Several studies observed that diabetic patients have lower absolute GLS values despite normal LV ejection fraction [34, 35]. Other authors suggested that GLS by speckle tracking echocardiography might detect changes in systolic function earlier than conventional methods [36], which could explain why other studies did not find differences in LV ejection fraction in T2DM patients [28,29,30].

Garcia-Ropero et al. [37] found that empagliflozin improved myocardial deformation estimated by speckle tracking echocardiography in an ischemic non-diabetic porcine model. However, clinical studies of the effects of SGLT2 inhibitors on myocardial deformation parameters are lacking. Tanaka et al. [38] showed a GLS enhancement in patients treated with dapagliflozin, with similar results to our study, although this study was not a placebo-controlled one.

The mechanisms of the beneficial effects of SGLT2 inhibitors on cardiac remodelling and function are not completely understood.

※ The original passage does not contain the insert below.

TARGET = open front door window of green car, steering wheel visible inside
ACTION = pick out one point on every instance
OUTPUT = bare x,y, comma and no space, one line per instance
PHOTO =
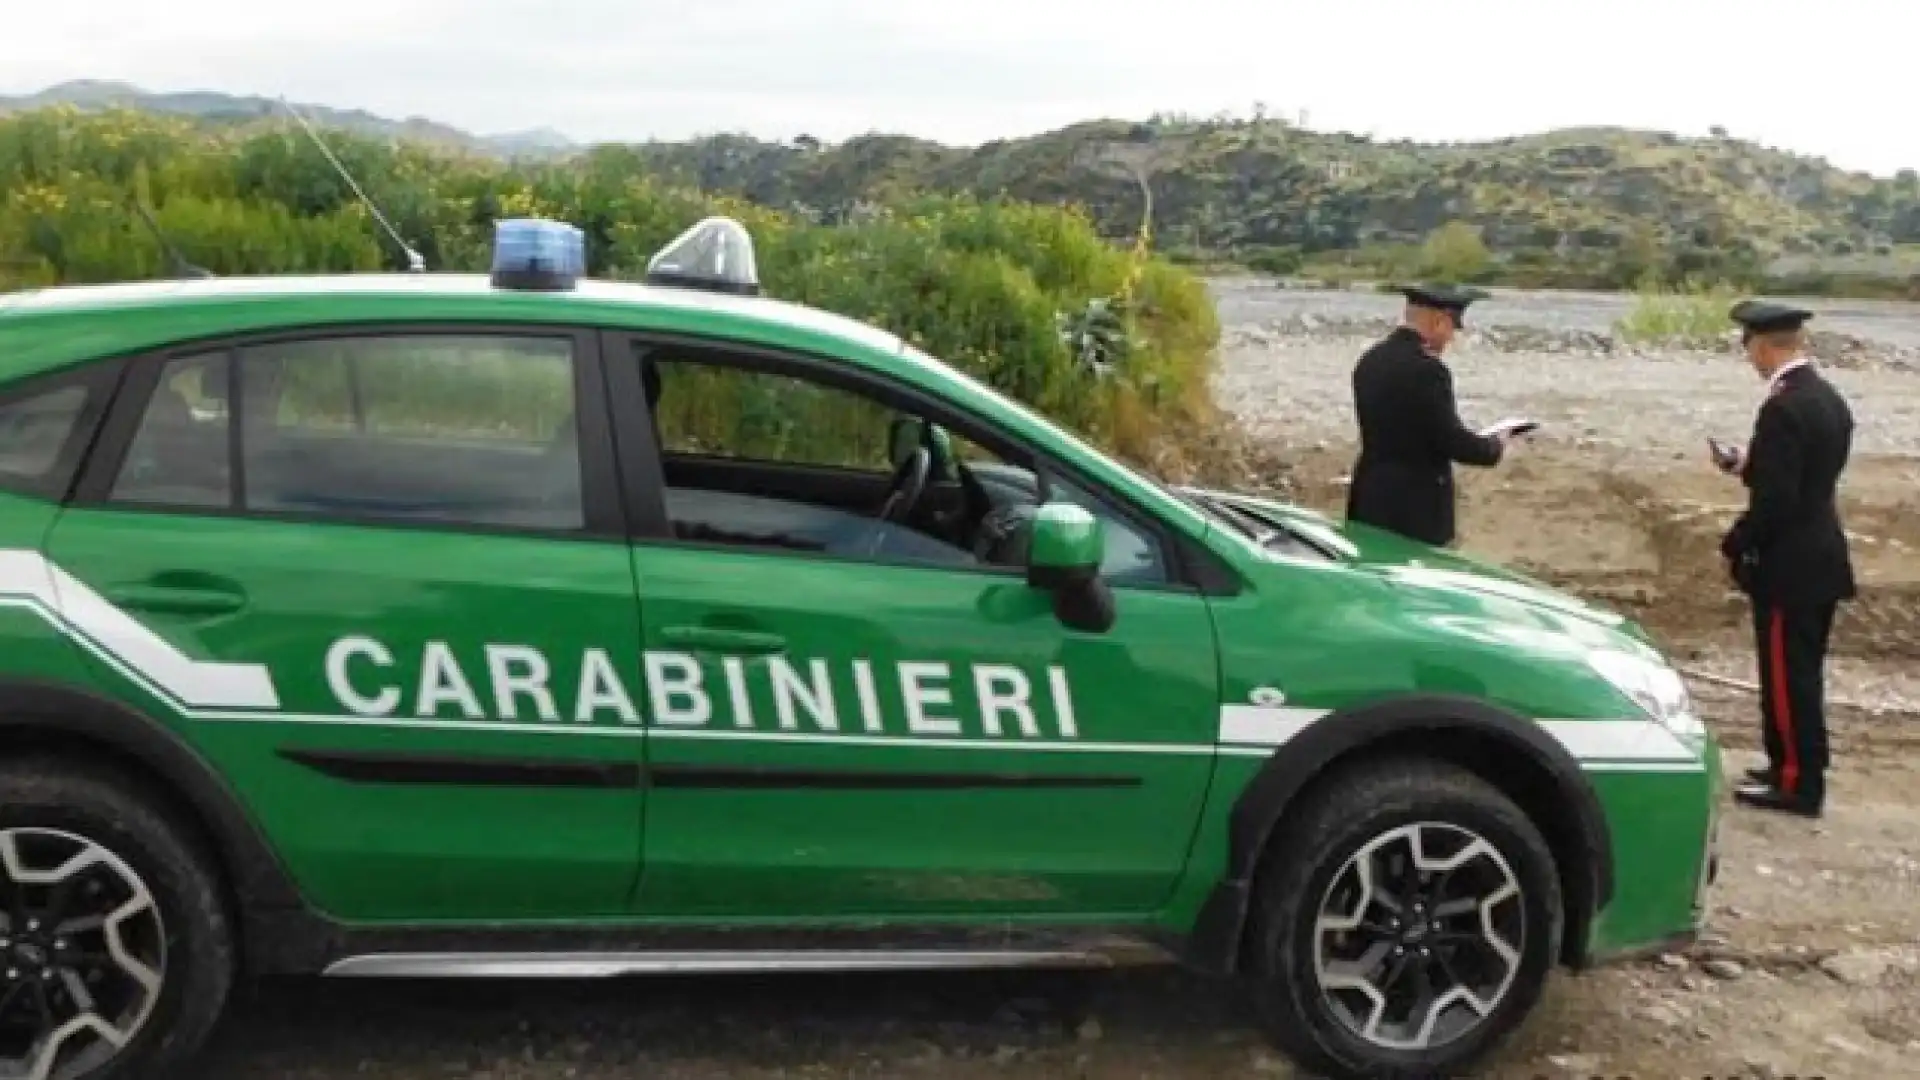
784,462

Improved glycaemic control and hypotensive effects seem unlikely, given that their benefits would have taken years. Other hypotheses like intravascular volume reduction, inhibition in the Na/H exchanger, and tissue oxygenation improvement via increased haematocrit have been proposed [39]. It has also been postulated that SGLT2 inhibitors may increase myocardial energy supply and metabolic efficiency, thereby, improving myocardial performance. Santos-Gallego et al. [40] showed that empagliflozin switched myocardial fuel utilization away from glucose towards other molecules like ketone bodies, free fatty acids and branched-chain amino acid that improved myocardial energetics.

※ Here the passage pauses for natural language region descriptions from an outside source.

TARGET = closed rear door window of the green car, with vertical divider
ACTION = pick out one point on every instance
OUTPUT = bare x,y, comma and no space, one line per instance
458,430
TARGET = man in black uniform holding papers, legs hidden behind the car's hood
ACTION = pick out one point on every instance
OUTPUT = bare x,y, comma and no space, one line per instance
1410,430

Although other authors demonstrated that SGLT2 inhibitors improve diastolic function in T2DM patients [29, 41, 42] we achieved a significant improvement only on septal e’ values (Table 4), probably due to our reduced sample size also without signification when using ANOVA analysis (Table 5).

In our opinion, our main limitation was the non-randomized design of our study that hampered the establishment of a cause-effect relationship between SGLT2 inhibitors and positive effects on LV mass and function. However, there is a biologic plausibility for a relation between our results and the positive clinical impact of SGLT2 inhibition on patients with heart failure and reduced ejection fraction both with and without T2DM [43]. Other limitations of our study were the short duration of the follow-up and the reduced number of patients. These limitations made it difficult to obtain statistically significant differences in other variables. In addition, unfortunately, the small sample size hampered the comparisons between different iSGLT2. However, despite the limited number of patients and relatively short follow-up, it seems that there are large differences in significant variables between the groups taking into account SGLT inhibitors as a whole. Finally, although cardiac magnetic resonance is the gold standard for cardiac chambers volume and mass assessment, we preferred the use of echocardiography due to a more widespread use. On the other hand, one strength of the study was that it evaluated the effects of SGLT2 inhibitors on LV mass and function in real-world settings. It included a patient population that may be more representative of the non-selective population normally used in randomised controlled trials and provided evidence that the treatment may exert positive effects in the every day practice.

Conclusions

The present study showed that T2DM patients treated with SGLT2 inhibitors displayed positive effects on left ventricular remodelling due to a reduction in LVM, and LV longitudinal function assessed by speckle tracking echocardiography. These findings could explain the beneficial effects on cardiovascular outcomes seen in clinical trials.